Apelamos a todos os Estados e doadores que:

  • Pressionem Israel a pôr fim à instrumentalização da ajuda, incluindo através de obstruções burocráticas, como os procedimentos de registo das ONG internacionais.
  • Insistam que as ONG internacionais não sejam obrigadas a partilhar informações pessoais sensíveis, em violação do Regulamento Geral sobre a Proteção de Dados (RGPD), nem a comprometer a segurança ou independência do pessoal como condição para a entrega de ajuda.
  • Exijam a abertura imediata e incondicional de todas as passagens terrestres e condições para a entrega de ajuda humanitária essencial.

 

Notas:
● O território Palestiniano ocupado é o cenário mais mortal para trabalhadores humanitários em todo o mundo, com o pessoal palestiniano a representar 98% das mortes de trabalhadores humanitários: 509 das 517 mortes ocorridas entre 2023-2025, segundo a Aid Worker Security Database.
● A 6 de maio, 55 organizações alertaram que as novas medidas de registo de ONG internacionais impostas por Israel representam uma grave ameaça às operações humanitárias e ao direito internacional.
● A 1 de julho, mais de 200 organizações apelaram a uma ação imediata para pôr fim ao esquema de distribuição mortífero de Israel, incluindo o chamado “GHF” em Gaza, regressar aos mecanismos de coordenação liderados pela ONU e levantar o bloqueio do governo israelita à ajuda e aos bens comerciais.
● A 23 de julho, mais de 100 organizações alertaram que, à medida que a fome em massa se espalha por Gaza, os nossos colegas e as pessoas que servimos estão a definhar.
● A 29 de julho, a Classificação Integrada da Fase de Segurança Alimentar (IPC) escreveu que o pior cenário de fome está atualmente a desenrolar-se na Faixa de Gaza.
● Israel tem negado sistematicamente que esteja a restringir a quantidade de ajuda permitida em Gaza, incluindo durante o mês de julho de 2025, quando a maioria das recusas mencionadas nesta declaração foi emitida.
● A 31 de julho, o ACNUDH escreveu que, desde 27 de maio, pelo menos 1.373 palestinianos foram mortos enquanto procuravam alimentos; 859 nas imediações dos locais “GHF” e 514 ao longo das rotas dos comboios alimentares. A maioria destas mortes foi causada pelas forças israelitas.
● A 4 de agosto, um enfermeiro palestiniano em Gaza foi morto quando um lançamento aéreo o atingiu.
● A 5 de agosto, foi noticiado que as autoridades israelitas estavam a planear a ocupação total da Faixa de Gaza.
● A 6 de agosto, agências da ONU e ONG alertaram que, sem ação imediata, a maioria dos parceiros internacionais poderá ser desregistado por Israel nas próximas semanas.
● A 6 de agosto, a Autoridade Holandesa para a Proteção de Dados (DPA) concluiu que os pedidos de informação de Israel no âmbito do processo de registo das ONG internacionais correm o risco de violar o Regulamento Geral sobre a Proteção de Dados (RGPD).
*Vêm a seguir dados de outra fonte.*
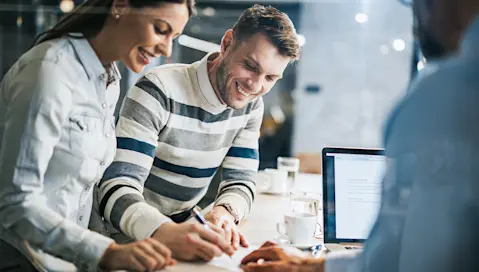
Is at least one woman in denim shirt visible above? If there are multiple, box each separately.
[0,0,194,271]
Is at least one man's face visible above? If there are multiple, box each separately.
[413,0,479,58]
[216,33,291,109]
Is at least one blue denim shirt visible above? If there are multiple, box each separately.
[326,19,479,272]
[0,35,120,271]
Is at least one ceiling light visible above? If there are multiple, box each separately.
[354,13,369,24]
[417,61,424,71]
[60,0,75,13]
[203,7,216,17]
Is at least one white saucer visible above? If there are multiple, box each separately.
[289,238,322,250]
[274,236,322,250]
[261,192,287,195]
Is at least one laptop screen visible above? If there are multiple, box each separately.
[323,148,386,243]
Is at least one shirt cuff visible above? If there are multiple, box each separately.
[120,202,172,240]
[77,231,115,271]
[214,193,249,222]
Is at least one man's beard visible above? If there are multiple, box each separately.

A DPA aconselhou que as ONG internacionais não cumprissem esses pedidos, e que a única solução é Israel alterar os seus requisitos e os ministérios relevantes emitirem um protesto formal.
● A 7 de agosto, a MSF publicou um relatório que afirma que as distribuições alimentares em Gaza geridas pelo chamado “GHF” são locais de “assassinato e desumanização orquestrados” que devem ser encerrados.
● A 10 de agosto, a Save the Children reportou a morte de 100 crianças devido à fome em Gaza desde outubro de 2023.
● A 12 de agosto, um grupo de Relatores Especiais da ONU para os direitos humanos publicou uma carta dirigida ao governo israelita, expressando profunda preocupação de que as medidas de registo das ONG internacionais “enfraqueçam a capacidade das ONG internacionais de operar de forma independente e imparcial e de realizar o seu trabalho humanitário e de direitos humanos sem interferência ou receio de represálias” e que “a obrigação de reportar sobre o pessoal das ONG internacionais, no contexto de ocupação, conflito armado e graves violações do direito internacional, pode levantar sérias preocupações de proteção e represálias.”